LOS ANGELES – A team of researchers co-led by UCLA Fielding School of Public Health epidemiology professor Dr. Matthew Mimiaga has received more than $5.2 million in grants from the U.S. National Institutes of Health (NIH) to develop and test interventions in the U.S. and Brazil.

The projects, funded by three separate NIH grants, all have the goal of reducing the spread of HIV, the virus that causes AIDS, through the use of antiretroviral medications for HIV primary (PrEP) and secondary (ART) prevention among sexual and gender minority groups.

“Whether used as PrEP for HIV negative individuals or as ART treatment as prevention for those living with HIV, antiretroviral medications are highly effective at reducing HIV acquisition and transmission, but its efficacy is highly dependent on uptake and excellent adherence,” said Mimiaga, director of the UCLA Center for LGBTQ Advocacy, Research & Health. “However, sexual and gender minority groups face specific barriers to PrEP and ART access, uptake, adherence, and retention in care.
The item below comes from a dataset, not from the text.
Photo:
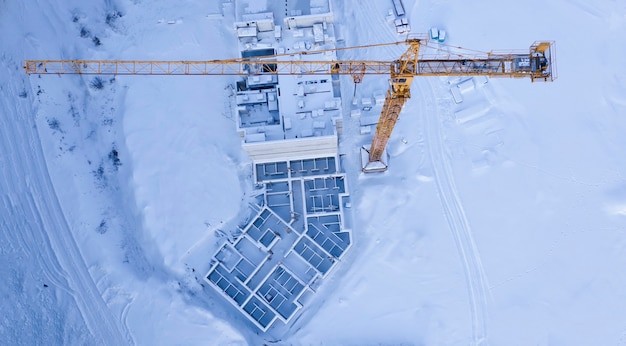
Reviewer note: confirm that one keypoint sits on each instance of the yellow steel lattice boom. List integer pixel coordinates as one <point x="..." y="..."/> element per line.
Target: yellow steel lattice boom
<point x="538" y="64"/>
Because of this, we are testing interventions that are culturally-tailored to address the lived realities and barriers among these vulnerable groups.”

The grants, announced by the NIH this month, will study the use of a variety of techniques – personalized, daily text message reminders; video vignettes; peer navigation; and individual and group counseling – to facilitate access and adherence to antiretroviral medications among those who would benefit the most from its use. These grants will be implemented in Los Angeles County; Providence, RI; Boston, MA; and Rio de Janeiro, Brazil.

This will give the researchers a wide variety of data on how these approaches work for different populations, ranging from LGBTQ adolescents, ages 15-24, to transgender women, and men who engage in transactional sex with other men. Dr. Katie Biello, a Brown University behavioral and social sciences and epidemiology professor, will co-lead this work with Mimiaga.

“Our goal is to develop HIV prevention interventions that are highly scalable and sustainable in the real world,” Biello said. “As such, this work takes into account the future of PrEP and ART access, while simultaneously addressing the barriers surrounding access, aiding in navigating linkage to PrEP and ART care programs, and reducing barriers to, and building skills to support, medication adherence.”